Already seated at one of my favorite Italian restaurants, I was ready to eat lunch. It was a hot day and I had put in quite a few miles on the road. I was even thirstier than I was hungry. The server was friendly, attentive and prompt.
Every time my drink got down to the halfway point, my server would ask, "Would you like a refill?"
The first time I was asked this question, I had just begun to eat my salad. This was repeated a few more times as I completed the salad and enjoyed my entree. The best servers in restaurants can anticipate your needs and respond without asking these types of questions.
Why did he need to ask me that question? He was probably taught to ask the question. I believe he was genuinely trying to be helpful. He asked the question and responded to my answer in a very polite way.
This experience got me to thinking about how we react to others in need. How many times have you known of someone who was experiencing a difficult time and you said the words "Just give me a call and let me know how I can help."

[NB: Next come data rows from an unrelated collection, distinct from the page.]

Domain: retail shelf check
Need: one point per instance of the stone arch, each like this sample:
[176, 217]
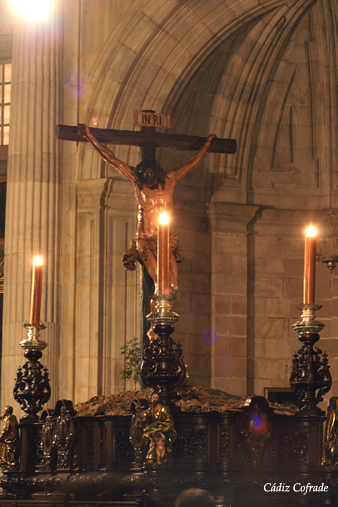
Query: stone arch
[149, 60]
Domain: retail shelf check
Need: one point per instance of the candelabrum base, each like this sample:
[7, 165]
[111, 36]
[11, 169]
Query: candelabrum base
[32, 389]
[162, 365]
[310, 369]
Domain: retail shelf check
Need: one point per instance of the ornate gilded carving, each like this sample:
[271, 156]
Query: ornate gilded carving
[163, 366]
[310, 371]
[159, 431]
[63, 438]
[32, 389]
[330, 455]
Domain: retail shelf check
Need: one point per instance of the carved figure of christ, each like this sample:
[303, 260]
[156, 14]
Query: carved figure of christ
[154, 191]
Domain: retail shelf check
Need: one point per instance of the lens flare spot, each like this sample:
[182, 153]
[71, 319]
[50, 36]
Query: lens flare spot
[258, 423]
[33, 10]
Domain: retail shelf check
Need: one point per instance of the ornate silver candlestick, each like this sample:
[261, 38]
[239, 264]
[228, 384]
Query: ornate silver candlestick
[162, 365]
[32, 389]
[310, 370]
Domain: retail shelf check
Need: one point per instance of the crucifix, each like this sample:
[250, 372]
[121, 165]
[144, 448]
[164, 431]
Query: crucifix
[154, 188]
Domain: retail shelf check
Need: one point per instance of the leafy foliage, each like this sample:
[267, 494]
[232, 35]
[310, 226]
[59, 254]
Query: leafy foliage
[132, 360]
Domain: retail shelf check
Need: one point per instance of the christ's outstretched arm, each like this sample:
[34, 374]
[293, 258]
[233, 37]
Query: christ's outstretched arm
[105, 153]
[193, 161]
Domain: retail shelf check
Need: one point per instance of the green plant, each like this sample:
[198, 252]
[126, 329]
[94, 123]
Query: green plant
[132, 360]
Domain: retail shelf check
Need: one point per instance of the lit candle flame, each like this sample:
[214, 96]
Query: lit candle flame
[310, 231]
[38, 261]
[164, 219]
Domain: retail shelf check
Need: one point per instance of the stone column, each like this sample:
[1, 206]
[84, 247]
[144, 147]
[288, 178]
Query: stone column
[229, 282]
[106, 311]
[32, 214]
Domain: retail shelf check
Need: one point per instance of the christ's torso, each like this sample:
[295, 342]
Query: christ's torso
[151, 204]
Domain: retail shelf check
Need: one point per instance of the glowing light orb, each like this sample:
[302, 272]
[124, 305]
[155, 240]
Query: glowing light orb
[164, 219]
[310, 231]
[32, 10]
[37, 261]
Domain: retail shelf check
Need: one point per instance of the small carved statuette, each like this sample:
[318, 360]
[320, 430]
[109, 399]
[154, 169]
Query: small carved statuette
[63, 437]
[158, 431]
[330, 448]
[9, 441]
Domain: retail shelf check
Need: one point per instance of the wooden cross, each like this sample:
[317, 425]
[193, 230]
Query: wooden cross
[148, 140]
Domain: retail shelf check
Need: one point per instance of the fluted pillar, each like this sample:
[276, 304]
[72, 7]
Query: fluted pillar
[32, 214]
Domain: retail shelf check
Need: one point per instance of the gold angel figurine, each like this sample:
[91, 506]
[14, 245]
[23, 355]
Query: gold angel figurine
[159, 431]
[9, 440]
[330, 448]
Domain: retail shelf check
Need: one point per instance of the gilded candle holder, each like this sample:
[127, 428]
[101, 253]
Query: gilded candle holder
[32, 389]
[163, 313]
[310, 368]
[33, 342]
[162, 366]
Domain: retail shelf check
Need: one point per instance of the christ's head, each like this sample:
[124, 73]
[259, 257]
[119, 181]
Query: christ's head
[149, 173]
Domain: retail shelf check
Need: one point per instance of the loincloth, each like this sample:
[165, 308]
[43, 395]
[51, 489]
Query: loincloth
[131, 256]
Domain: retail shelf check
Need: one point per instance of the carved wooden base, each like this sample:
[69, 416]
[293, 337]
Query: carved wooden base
[234, 455]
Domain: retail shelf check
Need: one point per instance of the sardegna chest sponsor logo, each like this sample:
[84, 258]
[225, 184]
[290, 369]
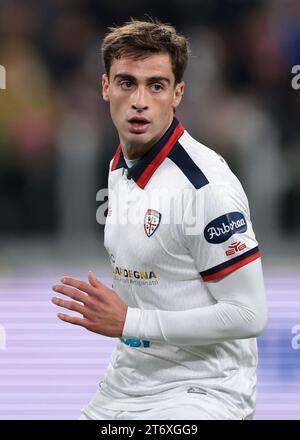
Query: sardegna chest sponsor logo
[223, 227]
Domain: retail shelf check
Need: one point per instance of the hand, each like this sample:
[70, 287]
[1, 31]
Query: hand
[103, 310]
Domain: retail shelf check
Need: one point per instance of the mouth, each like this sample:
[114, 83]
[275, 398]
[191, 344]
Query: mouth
[138, 125]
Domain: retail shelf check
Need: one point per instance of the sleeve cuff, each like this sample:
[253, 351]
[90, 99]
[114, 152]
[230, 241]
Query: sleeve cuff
[132, 323]
[229, 266]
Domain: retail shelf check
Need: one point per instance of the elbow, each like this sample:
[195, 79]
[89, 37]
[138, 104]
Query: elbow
[258, 324]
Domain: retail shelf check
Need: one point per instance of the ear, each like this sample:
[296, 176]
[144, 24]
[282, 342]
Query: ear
[178, 93]
[105, 87]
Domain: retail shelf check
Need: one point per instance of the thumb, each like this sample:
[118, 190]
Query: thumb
[93, 280]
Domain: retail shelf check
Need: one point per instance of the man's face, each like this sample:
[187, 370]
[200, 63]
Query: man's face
[142, 95]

When you said those words you really meant them. You were trying to be as polite and helpful as you could be. However, most people that are in a difficult situation don’t want to be a burden on others. There is a difference between this situation and the restaurant example above. In this situation the person will probably tell you he or she will call but then walk away with no intent to get back to you.

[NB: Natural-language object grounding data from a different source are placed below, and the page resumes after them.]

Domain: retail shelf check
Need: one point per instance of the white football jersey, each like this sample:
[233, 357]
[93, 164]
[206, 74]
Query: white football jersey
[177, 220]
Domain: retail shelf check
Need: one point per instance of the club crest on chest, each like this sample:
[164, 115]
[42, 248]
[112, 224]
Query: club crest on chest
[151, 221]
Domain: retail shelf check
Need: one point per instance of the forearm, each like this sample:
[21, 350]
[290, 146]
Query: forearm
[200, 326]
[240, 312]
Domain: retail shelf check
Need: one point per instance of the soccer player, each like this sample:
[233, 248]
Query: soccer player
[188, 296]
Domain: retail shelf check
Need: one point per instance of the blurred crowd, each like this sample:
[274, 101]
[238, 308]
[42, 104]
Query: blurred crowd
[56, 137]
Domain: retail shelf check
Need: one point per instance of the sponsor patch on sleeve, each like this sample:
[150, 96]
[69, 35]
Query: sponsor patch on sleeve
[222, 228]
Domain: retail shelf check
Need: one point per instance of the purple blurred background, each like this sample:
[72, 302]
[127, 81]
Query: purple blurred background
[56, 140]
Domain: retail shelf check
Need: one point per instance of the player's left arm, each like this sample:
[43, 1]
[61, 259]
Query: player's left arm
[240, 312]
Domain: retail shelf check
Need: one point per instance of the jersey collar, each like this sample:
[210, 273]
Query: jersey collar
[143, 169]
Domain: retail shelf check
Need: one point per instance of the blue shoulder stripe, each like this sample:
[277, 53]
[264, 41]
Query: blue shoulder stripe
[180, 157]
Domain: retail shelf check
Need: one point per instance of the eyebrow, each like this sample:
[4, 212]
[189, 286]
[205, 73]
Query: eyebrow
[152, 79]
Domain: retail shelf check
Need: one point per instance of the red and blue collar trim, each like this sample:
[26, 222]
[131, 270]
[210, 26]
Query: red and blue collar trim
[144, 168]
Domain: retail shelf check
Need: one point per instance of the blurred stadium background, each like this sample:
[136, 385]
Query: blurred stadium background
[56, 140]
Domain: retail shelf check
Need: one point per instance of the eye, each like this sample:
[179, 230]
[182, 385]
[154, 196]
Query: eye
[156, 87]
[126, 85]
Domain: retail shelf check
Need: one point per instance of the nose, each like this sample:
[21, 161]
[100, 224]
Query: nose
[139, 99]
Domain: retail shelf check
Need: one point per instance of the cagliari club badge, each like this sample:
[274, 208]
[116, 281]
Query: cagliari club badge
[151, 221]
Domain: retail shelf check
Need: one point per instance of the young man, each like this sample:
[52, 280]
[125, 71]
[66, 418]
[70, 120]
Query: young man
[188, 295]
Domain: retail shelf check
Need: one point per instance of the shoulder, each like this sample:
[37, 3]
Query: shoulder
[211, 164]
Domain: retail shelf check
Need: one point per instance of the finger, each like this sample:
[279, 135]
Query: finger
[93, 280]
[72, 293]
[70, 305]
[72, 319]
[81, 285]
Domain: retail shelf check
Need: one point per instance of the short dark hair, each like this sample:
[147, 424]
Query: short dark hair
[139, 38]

If you know someone who is in need, find ways to help him or her and take action. Do it in a way that respects their privacy and desires. Even if you can’t do something to ease their hurt, there are several things you can do to encourage them and demonstrate someone loves them.
Get out your pen and write a note of encouragement. Invite them to your house for a meal or deliver them a meal. Share one of your favorite books with them. Pray for them.
Helping and encouraging someone does not have to take a significant amount of time or energy. Demonstrating your love is powerful. It can have a long-lasting effect on other’s lives.
Next time you are talking to someone in need, don’t just ask how you can help. Make sure you follow your words up with acts of love and kindness. There is someone who is depending on you, whether they tell you they are or not.
2 thoughts on “Would You Like a Refill?”
I really like this post. My mother is a good example of this. She is an attentive listener. She listens with her heart to the needs of others and then just does it. She’s in her 70’s now but she used to send pies when someone was sick, or drop by my aunt’s house with a bag of fresh tomotoes, send cards and flowers. I could do better in following her example.
We can all learn some important lessons from your mother’s example. Thanks for sharing some of her kind actions with us.